The Jr. A league of Eastern Ontario is known to be a feeder league for various professional and higher-level junior hockey leagues across North America.
These leagues consist of the more obvious – the OHL and the QMJHL – where many former CCHL journeymen find themselves. The list includes many, such as flashy forward Nathan Pancel of the Sudbury Wolves, and top prospect Remi Elie who sports a London Knights sweater.
However due to the volume of graduates, the CCHL most notably acts as a feeder and development league for the NCAA. With multiple players committing from all over North America, the CCHL has already produced 4 official college commits this year, some in the near future and some a few years down the road.
Looking at the list of players, you will see that there is no shortage of talent in the group that has already signed themselves off for the seasons to come.
Eric Israel – Robert Morris University (2015-16)
It’s hard to imagine the kind of damage that Eric Israel will do next season for the Brockville Braves, as he already looks like a season Jr. A veteran in his rookie campaign this year.
I’ve seen Israel play 3 times this season – one thing that I continue to notice from him is the consistency in his game. Rarely do you see a giveaway or lapse on the defensive end of the puck, and on the other side of the ice he’s even more impressive.
The offensive side of this game is a combination of mobility and smarts, proving to be the creator of many Braves scoring opportunities, also using his quick feet to make open space for himself almost at will.

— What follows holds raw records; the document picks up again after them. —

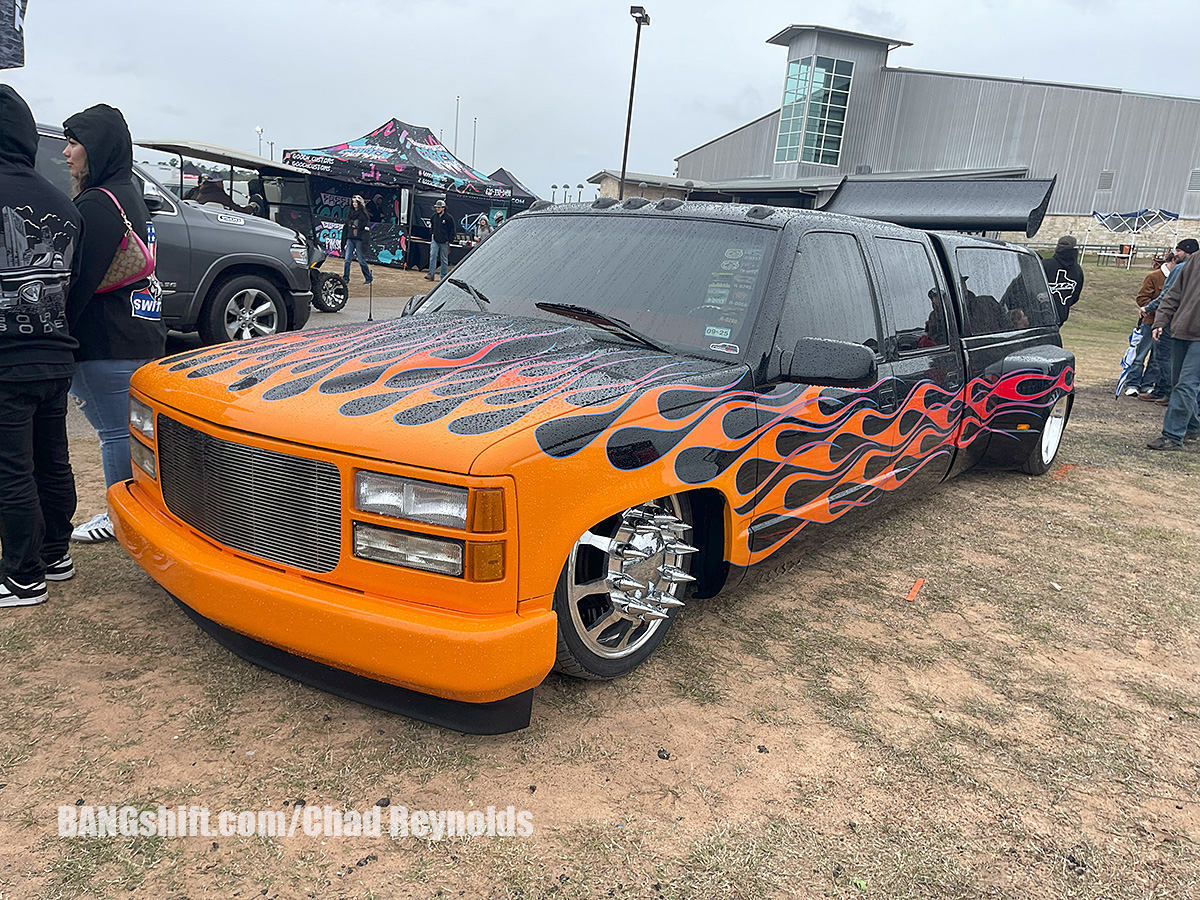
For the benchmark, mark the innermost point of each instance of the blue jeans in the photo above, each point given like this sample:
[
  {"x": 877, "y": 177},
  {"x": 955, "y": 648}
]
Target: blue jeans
[
  {"x": 102, "y": 388},
  {"x": 1162, "y": 353},
  {"x": 1144, "y": 381},
  {"x": 439, "y": 253},
  {"x": 354, "y": 247},
  {"x": 1181, "y": 417}
]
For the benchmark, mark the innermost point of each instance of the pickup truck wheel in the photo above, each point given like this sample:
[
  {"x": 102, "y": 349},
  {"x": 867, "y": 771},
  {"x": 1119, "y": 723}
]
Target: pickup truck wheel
[
  {"x": 621, "y": 588},
  {"x": 243, "y": 307},
  {"x": 1047, "y": 448},
  {"x": 329, "y": 292}
]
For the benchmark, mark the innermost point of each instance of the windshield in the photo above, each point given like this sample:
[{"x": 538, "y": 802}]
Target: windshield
[{"x": 689, "y": 285}]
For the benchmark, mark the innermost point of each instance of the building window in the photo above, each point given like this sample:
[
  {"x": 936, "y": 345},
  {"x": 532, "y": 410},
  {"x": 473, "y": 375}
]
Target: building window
[{"x": 813, "y": 117}]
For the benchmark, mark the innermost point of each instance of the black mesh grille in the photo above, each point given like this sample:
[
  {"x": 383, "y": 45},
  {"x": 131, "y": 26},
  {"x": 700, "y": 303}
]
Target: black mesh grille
[{"x": 285, "y": 509}]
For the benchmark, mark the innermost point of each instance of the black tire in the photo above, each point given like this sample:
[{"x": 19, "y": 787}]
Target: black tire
[
  {"x": 329, "y": 292},
  {"x": 599, "y": 635},
  {"x": 1049, "y": 439},
  {"x": 243, "y": 307}
]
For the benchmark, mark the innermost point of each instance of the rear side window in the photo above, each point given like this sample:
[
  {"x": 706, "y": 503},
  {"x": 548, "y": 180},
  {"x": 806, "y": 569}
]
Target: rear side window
[
  {"x": 831, "y": 293},
  {"x": 52, "y": 165},
  {"x": 918, "y": 307},
  {"x": 1002, "y": 291}
]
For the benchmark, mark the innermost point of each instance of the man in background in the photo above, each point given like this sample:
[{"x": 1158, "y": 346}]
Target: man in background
[
  {"x": 442, "y": 232},
  {"x": 40, "y": 231},
  {"x": 1179, "y": 316},
  {"x": 1065, "y": 276}
]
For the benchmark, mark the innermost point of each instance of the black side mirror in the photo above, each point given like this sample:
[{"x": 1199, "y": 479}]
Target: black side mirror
[{"x": 838, "y": 364}]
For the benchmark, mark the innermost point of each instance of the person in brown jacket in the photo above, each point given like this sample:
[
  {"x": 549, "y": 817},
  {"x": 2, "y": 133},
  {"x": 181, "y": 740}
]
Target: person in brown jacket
[
  {"x": 1143, "y": 376},
  {"x": 1179, "y": 310}
]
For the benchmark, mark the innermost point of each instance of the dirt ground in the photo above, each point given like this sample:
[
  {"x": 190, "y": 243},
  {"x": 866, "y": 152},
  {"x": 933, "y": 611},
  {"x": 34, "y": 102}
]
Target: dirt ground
[{"x": 1024, "y": 726}]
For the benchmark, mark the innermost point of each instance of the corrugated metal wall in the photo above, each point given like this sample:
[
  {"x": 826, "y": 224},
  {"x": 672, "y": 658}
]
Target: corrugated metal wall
[{"x": 925, "y": 121}]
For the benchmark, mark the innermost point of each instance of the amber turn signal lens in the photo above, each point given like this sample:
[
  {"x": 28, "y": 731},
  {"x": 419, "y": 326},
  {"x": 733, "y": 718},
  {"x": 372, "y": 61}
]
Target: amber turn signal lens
[
  {"x": 487, "y": 510},
  {"x": 485, "y": 562}
]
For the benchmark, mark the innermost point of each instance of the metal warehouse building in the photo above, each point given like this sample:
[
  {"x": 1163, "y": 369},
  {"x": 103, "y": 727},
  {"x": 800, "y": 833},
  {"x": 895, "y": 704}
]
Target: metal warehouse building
[{"x": 845, "y": 113}]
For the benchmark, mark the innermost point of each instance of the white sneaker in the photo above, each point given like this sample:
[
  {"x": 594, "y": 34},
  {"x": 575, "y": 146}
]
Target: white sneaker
[{"x": 95, "y": 531}]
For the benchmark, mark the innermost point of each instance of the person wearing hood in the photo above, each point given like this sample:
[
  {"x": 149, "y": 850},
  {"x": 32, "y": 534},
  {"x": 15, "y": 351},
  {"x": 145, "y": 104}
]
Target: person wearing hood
[
  {"x": 118, "y": 330},
  {"x": 40, "y": 233},
  {"x": 1065, "y": 276},
  {"x": 354, "y": 238}
]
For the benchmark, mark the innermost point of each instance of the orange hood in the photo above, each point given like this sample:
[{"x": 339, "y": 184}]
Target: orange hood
[{"x": 431, "y": 391}]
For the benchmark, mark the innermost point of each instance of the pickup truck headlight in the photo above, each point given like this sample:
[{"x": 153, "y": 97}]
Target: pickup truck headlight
[
  {"x": 143, "y": 457},
  {"x": 413, "y": 551},
  {"x": 408, "y": 498},
  {"x": 142, "y": 419}
]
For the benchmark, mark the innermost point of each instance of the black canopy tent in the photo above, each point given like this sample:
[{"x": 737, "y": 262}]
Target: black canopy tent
[
  {"x": 522, "y": 197},
  {"x": 390, "y": 168}
]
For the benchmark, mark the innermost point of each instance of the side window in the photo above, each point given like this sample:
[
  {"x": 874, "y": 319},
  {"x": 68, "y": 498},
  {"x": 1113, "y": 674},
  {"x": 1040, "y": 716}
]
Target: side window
[
  {"x": 831, "y": 293},
  {"x": 917, "y": 304},
  {"x": 1002, "y": 291}
]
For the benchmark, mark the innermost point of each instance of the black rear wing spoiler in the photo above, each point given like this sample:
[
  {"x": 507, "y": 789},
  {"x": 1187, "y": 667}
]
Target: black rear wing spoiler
[{"x": 997, "y": 204}]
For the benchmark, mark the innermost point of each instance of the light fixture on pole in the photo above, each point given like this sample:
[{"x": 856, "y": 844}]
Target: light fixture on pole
[{"x": 642, "y": 18}]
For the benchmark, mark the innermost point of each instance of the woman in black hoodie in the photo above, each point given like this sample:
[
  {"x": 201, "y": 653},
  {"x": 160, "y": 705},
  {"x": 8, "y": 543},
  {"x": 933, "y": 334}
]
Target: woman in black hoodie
[{"x": 118, "y": 330}]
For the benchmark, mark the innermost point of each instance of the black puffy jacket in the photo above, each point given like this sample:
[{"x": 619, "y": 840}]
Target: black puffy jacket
[
  {"x": 40, "y": 234},
  {"x": 108, "y": 325}
]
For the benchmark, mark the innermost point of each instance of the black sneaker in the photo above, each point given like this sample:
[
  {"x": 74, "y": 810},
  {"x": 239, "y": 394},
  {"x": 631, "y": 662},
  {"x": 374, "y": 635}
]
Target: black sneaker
[
  {"x": 60, "y": 570},
  {"x": 15, "y": 594},
  {"x": 1164, "y": 443}
]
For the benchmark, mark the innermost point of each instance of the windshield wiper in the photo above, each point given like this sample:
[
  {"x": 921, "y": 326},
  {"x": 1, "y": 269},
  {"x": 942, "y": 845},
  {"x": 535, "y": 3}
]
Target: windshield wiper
[
  {"x": 477, "y": 295},
  {"x": 609, "y": 323}
]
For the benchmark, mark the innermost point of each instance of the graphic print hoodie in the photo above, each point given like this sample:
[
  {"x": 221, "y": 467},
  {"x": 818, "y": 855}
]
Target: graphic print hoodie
[{"x": 40, "y": 233}]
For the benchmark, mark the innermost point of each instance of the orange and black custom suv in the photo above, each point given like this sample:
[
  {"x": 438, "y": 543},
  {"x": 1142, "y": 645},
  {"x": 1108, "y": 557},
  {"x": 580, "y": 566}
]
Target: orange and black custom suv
[{"x": 605, "y": 411}]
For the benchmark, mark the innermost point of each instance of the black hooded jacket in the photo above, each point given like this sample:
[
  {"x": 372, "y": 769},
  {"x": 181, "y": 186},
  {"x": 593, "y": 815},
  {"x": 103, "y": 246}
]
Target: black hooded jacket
[
  {"x": 109, "y": 325},
  {"x": 1066, "y": 280},
  {"x": 40, "y": 233}
]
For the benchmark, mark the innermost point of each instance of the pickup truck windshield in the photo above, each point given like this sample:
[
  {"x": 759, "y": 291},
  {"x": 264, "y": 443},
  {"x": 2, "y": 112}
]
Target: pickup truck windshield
[{"x": 689, "y": 285}]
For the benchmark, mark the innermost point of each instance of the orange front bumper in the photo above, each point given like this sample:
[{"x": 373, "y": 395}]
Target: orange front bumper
[{"x": 474, "y": 659}]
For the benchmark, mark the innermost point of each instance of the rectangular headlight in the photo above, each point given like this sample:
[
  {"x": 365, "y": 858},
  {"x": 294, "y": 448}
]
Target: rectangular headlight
[
  {"x": 142, "y": 418},
  {"x": 407, "y": 498},
  {"x": 413, "y": 551},
  {"x": 143, "y": 457}
]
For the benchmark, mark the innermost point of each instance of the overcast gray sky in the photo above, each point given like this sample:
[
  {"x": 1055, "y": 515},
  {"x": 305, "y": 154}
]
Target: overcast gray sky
[{"x": 547, "y": 79}]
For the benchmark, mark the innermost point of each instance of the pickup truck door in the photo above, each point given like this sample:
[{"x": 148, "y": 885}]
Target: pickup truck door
[
  {"x": 823, "y": 453},
  {"x": 924, "y": 360},
  {"x": 173, "y": 250},
  {"x": 1015, "y": 366}
]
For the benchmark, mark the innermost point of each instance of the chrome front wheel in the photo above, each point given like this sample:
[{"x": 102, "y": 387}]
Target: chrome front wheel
[{"x": 621, "y": 587}]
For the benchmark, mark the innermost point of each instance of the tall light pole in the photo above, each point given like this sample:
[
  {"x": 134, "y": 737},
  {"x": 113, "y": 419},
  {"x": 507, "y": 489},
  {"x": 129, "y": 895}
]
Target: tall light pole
[{"x": 642, "y": 18}]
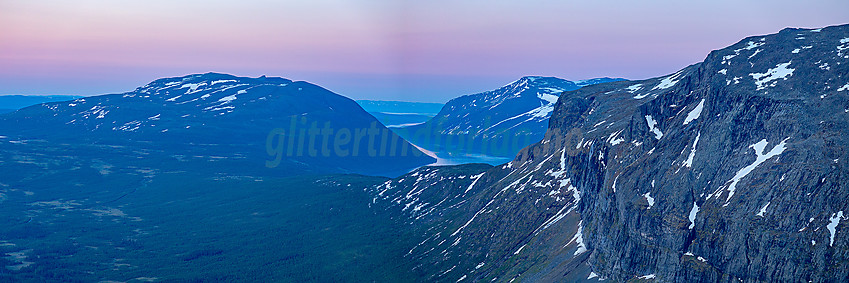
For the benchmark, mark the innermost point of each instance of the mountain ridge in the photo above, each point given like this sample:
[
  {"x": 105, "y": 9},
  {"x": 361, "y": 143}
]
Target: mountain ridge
[
  {"x": 293, "y": 122},
  {"x": 687, "y": 177},
  {"x": 498, "y": 122}
]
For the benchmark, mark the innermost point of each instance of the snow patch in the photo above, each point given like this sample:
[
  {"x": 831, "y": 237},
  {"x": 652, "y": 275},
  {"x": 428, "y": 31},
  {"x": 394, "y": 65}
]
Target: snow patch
[
  {"x": 693, "y": 115},
  {"x": 649, "y": 199},
  {"x": 652, "y": 123},
  {"x": 763, "y": 210},
  {"x": 689, "y": 162},
  {"x": 692, "y": 217},
  {"x": 668, "y": 81},
  {"x": 832, "y": 226},
  {"x": 772, "y": 75},
  {"x": 228, "y": 98}
]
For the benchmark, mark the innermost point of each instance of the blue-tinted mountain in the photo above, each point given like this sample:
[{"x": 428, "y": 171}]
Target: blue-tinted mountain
[
  {"x": 395, "y": 114},
  {"x": 498, "y": 122},
  {"x": 9, "y": 103},
  {"x": 270, "y": 124},
  {"x": 729, "y": 170}
]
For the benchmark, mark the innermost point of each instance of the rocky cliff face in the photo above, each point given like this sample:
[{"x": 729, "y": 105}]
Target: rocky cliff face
[
  {"x": 733, "y": 169},
  {"x": 499, "y": 122}
]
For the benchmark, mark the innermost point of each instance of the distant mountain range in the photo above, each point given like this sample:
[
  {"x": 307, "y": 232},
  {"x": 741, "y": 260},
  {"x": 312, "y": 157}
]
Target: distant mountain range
[
  {"x": 733, "y": 169},
  {"x": 295, "y": 126},
  {"x": 9, "y": 103},
  {"x": 498, "y": 122},
  {"x": 396, "y": 114}
]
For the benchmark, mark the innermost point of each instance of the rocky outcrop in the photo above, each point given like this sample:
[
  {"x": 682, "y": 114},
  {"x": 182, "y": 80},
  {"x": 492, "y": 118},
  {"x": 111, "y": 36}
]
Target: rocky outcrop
[{"x": 732, "y": 169}]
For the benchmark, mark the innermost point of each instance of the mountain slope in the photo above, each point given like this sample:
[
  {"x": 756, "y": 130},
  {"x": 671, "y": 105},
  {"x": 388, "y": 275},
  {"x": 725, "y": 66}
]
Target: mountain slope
[
  {"x": 395, "y": 114},
  {"x": 11, "y": 102},
  {"x": 729, "y": 170},
  {"x": 498, "y": 122},
  {"x": 273, "y": 124}
]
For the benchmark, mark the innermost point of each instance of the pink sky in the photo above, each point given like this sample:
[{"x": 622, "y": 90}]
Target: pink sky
[{"x": 391, "y": 50}]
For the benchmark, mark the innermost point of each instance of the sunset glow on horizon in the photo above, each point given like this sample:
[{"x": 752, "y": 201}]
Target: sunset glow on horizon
[{"x": 389, "y": 50}]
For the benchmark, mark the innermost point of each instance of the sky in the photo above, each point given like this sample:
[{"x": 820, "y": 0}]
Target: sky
[{"x": 428, "y": 51}]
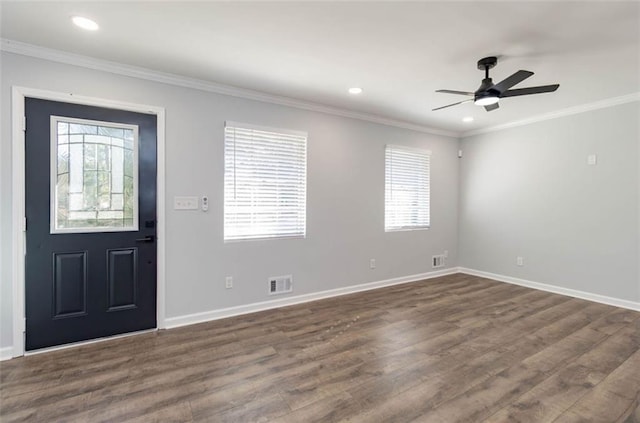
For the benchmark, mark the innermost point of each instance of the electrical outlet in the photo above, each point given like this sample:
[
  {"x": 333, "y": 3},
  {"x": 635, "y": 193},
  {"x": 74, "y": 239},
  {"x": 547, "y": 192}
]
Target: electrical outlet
[
  {"x": 205, "y": 203},
  {"x": 185, "y": 203}
]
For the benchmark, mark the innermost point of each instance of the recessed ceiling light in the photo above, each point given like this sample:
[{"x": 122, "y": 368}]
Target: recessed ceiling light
[{"x": 85, "y": 23}]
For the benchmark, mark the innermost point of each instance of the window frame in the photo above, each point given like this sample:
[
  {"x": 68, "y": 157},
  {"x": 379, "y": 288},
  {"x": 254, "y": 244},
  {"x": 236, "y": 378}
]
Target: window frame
[
  {"x": 389, "y": 148},
  {"x": 302, "y": 199}
]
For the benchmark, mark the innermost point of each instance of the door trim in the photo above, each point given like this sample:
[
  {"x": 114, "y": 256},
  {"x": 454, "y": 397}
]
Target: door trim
[{"x": 18, "y": 95}]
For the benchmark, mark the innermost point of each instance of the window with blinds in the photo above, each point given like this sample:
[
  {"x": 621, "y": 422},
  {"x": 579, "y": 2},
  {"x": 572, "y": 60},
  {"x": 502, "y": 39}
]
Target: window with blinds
[
  {"x": 406, "y": 188},
  {"x": 265, "y": 182}
]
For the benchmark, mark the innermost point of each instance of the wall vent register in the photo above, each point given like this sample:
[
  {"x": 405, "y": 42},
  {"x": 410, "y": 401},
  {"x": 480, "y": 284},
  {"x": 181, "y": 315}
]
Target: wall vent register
[{"x": 280, "y": 284}]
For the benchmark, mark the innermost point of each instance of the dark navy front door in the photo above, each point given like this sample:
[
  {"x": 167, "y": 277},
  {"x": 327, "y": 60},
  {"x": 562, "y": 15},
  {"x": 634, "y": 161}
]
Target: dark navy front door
[{"x": 91, "y": 222}]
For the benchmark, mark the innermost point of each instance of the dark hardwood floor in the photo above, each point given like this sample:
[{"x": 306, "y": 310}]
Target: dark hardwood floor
[{"x": 452, "y": 349}]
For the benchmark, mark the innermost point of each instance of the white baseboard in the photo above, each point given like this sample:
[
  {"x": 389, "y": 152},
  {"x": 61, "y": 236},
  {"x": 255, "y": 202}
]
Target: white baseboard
[
  {"x": 190, "y": 319},
  {"x": 6, "y": 353},
  {"x": 631, "y": 305},
  {"x": 206, "y": 316}
]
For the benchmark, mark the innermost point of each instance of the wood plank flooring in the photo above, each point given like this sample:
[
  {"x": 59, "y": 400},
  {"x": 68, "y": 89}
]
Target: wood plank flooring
[{"x": 452, "y": 349}]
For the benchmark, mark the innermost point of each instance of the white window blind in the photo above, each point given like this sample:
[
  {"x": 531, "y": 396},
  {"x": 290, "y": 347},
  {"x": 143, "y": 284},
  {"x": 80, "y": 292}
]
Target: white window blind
[
  {"x": 265, "y": 182},
  {"x": 406, "y": 188}
]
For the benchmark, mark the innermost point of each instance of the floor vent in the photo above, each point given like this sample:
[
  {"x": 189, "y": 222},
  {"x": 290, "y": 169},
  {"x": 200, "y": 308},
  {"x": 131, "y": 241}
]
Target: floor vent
[
  {"x": 280, "y": 284},
  {"x": 437, "y": 261}
]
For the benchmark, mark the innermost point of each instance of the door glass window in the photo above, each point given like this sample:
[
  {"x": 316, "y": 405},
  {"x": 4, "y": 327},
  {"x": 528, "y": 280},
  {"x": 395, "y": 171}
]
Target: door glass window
[{"x": 94, "y": 176}]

With 21 points in 26 games, by far the most of any D-man on the Braves; the 95-born RMU commit has proven to be a big part of a Brockville squad that currently sits 3rd in their division. Expect his play to only get better as the years goes on.
Jimmy Roll – Lake Superior State University (2014-15)
An import of the Carleton Place Canadians from West Seneca, NY has joined the Superior State team for next season.
Roll is a guy who’s moved around the Jr. A ranks quite a bit. Last season he found himself playing Tier 1 Junior hockey in the United States, finding a home with the USHL’s Des Moines Buccaneers in Iowa. He amassed a total of just 12 points, however this was while playing at the high level of hockey that the USHL advertises
This has clearly helped him along in his return to Canadian Tier 2 hockey, as he is a point per game player with CPC, helping establish the Canadians as the best team in the CCHL.
Next season, a new task is ahead of Roll. With the success of the Canadians combined with the experience of playing for such a good hockey club, it’ll be interesting to see how he’ll fare in his return to American hockey.
Kris Myllari – Penn State University (2016-17)
Pictured at the top of this article, Kris Myllari of the Kanata Stallions has proven to be a special player in his short time around the CCHL.
Another player with a birth date in 1997, Myllari impressed me in the sole time that I’ve seen him on the ice this season. He’s a sizable player with the ability to play on both sides of the puck. This is most likely what got him noticed by Penn State.
However NCAA schools weren’t the only ones to take note of Myllari’s game – as he was taken by the Kingston Frontenacs of the OHL in the 2013 Priority Selection and elected to move over to the NCAA route, as a good portion of CCHLers do.
Myllari has a good amount of time – two more seasons to be exact – remaining in the CCHL, which gives him ample opportunity to develop into a special player.
Once he moves on to Penn State, Myllari gets thrown into a sports program that is in the midst of a re-identification which includes a brand new arena on campus. There are no shortage of changes in the hockey program, as the team is currently taking on its first season in the Big 10.
Matt Foget – Merrimack College (2016-17)
When speaking of schools who are known for their development of hockey players, it’s hard not to mention Merrimack College. Local connections Stephane Da Costa of the Ottawa Senators and prolific 67’s scorer Matt Foy both attended Merrimack.
Matt Foget of the Gloucester Rangers is determined to add his name to that list. Looking at his performance up until this point, there doesn’t seem a reason why he won’t at least have an opportunity at doing so.
Foget currently sits 5th on his team in scoring as a 97-born player, the highest Gloucester scorer from his age group.
Foget is a small player, but a very hard worker who doesn’t give in when he’s on the ice. On a last place team like the Rangers, you will occasionally find the atmosphere of the bench discouraging, however I’ve been impressed with the mental toughness of Foget so far this season.
If you poll a group of Hall of Fame members, I would hazard a guess that mental toughness would be rated right at the top as one of the best qualities that a hockey player can possess.
Foget not only has that to his advantage, but a crafty skillset to go along with it. He recently won the CCHL’s Gongshow Goal of the Month competition with this beauty against the Nepean Raiders.
As the season goes on, these players listed above prove to be some of the most notable to watch in the CCHL. This is not only true for the coming season, but also as the years go on when these gentlemen find their way into the NCAA and upper tier ranks of hockey around the world.